Connector Improvement: SFTP and S3 - Add All Columns to Destination

Answered

Lucas Cunningham User

October 28, 2023 12:18

While the documentation for SFTP and S3 file connectors says they will not sync empty columns this make them less than ideal solutions for ongoing file ingestion, in our case files are typically csv.

Would it be possible to add all fields to the destination regardless of whether there is data? We find it important it to maintain not only all the fields but their order as well, and having a field added out of order at a later date doesn't fit for us.

Thanks for you consideration!

Please sign in to leave a comment.

Comments

2 comments

Official comment

Alison Fivetranner
- November 01, 2023 19:02
Hi Lucas,

Thank you so much for using Fivetran and for taking the time to submit this request. This is a very interesting idea that I'd love to understand in more depth.
Can you share more about your data and pipelines so I understand your challenges better?
What sort of data is it that you are syncing via our file connectors?
Why is the column order important?
When would you expect the initially empty columns to populate with data?

Understanding this information will help me prioritize the ask.

Thank you once again,

Alison
Lucas Cunningham User
- November 02, 2023 15:45
- Edited
Thanks very much for the question, Alison.

One use case we have is with a data set exported from a provider as csv. The data set is rows of transactional data but each row could be a different type of transaction. There are ~50 columns in all, not all transaction types will populate each column, so a given row will likely never have data across all possible fields. We’re currently importing this data through another means but would love to transition to Fivetran.

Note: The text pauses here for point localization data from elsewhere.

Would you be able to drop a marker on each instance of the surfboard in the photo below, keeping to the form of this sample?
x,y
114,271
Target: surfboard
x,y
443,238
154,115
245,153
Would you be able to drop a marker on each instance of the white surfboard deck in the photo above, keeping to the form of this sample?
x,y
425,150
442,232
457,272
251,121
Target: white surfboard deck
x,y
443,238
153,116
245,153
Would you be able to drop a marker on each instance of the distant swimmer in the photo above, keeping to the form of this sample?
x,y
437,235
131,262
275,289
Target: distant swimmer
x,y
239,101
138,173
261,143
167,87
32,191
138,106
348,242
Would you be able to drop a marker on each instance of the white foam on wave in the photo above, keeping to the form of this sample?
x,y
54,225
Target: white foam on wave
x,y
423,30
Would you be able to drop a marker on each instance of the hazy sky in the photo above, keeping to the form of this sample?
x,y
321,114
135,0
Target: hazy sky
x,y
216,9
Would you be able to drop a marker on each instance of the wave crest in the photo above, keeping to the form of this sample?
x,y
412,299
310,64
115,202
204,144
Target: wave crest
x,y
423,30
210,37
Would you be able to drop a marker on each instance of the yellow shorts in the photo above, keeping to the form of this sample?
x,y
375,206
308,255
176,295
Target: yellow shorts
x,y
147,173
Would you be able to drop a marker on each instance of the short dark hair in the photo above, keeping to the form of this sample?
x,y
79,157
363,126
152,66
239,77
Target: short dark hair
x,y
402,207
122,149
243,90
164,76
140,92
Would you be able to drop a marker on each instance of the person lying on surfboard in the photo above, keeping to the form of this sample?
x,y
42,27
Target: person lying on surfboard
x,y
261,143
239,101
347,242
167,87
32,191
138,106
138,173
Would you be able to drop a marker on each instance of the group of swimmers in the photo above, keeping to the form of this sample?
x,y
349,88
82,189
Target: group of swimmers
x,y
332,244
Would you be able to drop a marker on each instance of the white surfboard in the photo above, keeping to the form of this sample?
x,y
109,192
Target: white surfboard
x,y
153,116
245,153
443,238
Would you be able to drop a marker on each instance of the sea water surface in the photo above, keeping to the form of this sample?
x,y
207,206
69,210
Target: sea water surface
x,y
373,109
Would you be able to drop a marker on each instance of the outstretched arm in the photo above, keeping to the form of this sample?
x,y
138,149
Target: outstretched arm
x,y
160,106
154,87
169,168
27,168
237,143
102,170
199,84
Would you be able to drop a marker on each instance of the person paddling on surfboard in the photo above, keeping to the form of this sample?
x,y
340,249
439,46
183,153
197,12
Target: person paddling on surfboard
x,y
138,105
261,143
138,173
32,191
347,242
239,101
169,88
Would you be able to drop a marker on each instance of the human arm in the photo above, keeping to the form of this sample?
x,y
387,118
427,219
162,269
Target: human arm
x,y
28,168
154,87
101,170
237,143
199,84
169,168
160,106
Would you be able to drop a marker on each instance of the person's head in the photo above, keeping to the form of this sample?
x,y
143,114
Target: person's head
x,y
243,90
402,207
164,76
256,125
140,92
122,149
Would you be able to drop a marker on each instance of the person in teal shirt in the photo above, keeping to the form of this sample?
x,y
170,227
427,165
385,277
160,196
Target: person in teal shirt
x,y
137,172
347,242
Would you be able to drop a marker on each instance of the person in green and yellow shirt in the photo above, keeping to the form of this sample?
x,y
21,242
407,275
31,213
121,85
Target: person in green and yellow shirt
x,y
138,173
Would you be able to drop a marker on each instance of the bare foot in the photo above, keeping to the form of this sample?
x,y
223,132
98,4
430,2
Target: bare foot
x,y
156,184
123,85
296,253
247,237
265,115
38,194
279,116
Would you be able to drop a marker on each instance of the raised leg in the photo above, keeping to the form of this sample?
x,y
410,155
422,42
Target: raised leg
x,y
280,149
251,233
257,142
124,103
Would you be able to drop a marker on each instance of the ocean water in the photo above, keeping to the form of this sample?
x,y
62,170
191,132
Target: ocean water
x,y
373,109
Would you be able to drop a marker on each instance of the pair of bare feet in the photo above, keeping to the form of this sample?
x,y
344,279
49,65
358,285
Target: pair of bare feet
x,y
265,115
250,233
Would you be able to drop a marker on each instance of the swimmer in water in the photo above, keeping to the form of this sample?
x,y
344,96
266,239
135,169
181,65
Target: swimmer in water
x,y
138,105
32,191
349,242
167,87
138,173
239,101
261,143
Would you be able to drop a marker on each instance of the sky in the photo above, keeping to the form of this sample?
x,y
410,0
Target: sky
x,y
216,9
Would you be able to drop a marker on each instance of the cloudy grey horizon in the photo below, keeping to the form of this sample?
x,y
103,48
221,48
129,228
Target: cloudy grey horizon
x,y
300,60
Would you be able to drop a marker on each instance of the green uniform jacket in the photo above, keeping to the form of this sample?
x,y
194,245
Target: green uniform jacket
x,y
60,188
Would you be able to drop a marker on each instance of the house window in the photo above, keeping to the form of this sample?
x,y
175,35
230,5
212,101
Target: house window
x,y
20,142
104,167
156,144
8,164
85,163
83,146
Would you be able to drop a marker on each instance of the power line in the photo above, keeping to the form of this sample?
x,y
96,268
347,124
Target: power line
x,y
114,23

As such, data analyses and reports have already been built that reference various fields. If we start a new client with this data set using Fivetran and not our existing import strategy, some fields will be dropped and we’d need to make adjustments down the line. Eventually all columns would be added and then we’d need to readjust other processes, etc.

So, in our case it would be best if all fields represented in a file ended up as fields in the table. And I can see our clients asking questions about data they upload if a field isn’t present in the resulting table. Their first instinct will be to say that not all data was loaded, leading us to troubleshoot their files and determine if the field in question was simply empty and needing to have this conversation with them. While it’s clear in your documentation it isn’t intuitive in my experience with loading data. We do a lot of file uploads for our clients, and I’d like to transition that to Fivetran but won’t be able to if we can’t be certain of the field mapping from file to table is consistent.

Thanks again for your attention, it’s greatly appreciated,

Lucas

EDIT: thinking about how to define a field when it has no data:

1. Offer a schema layout screen where the user could make that decision?

1a. Maybe a separate feature request but allow the schema screen to be editable by the user on a file connector. I could see this being useful if new data in a given text field exceeds the length of anything previously uploaded (unless you already handle expanding fields in such cases?).

2. Create the field as varchar(255) when empty.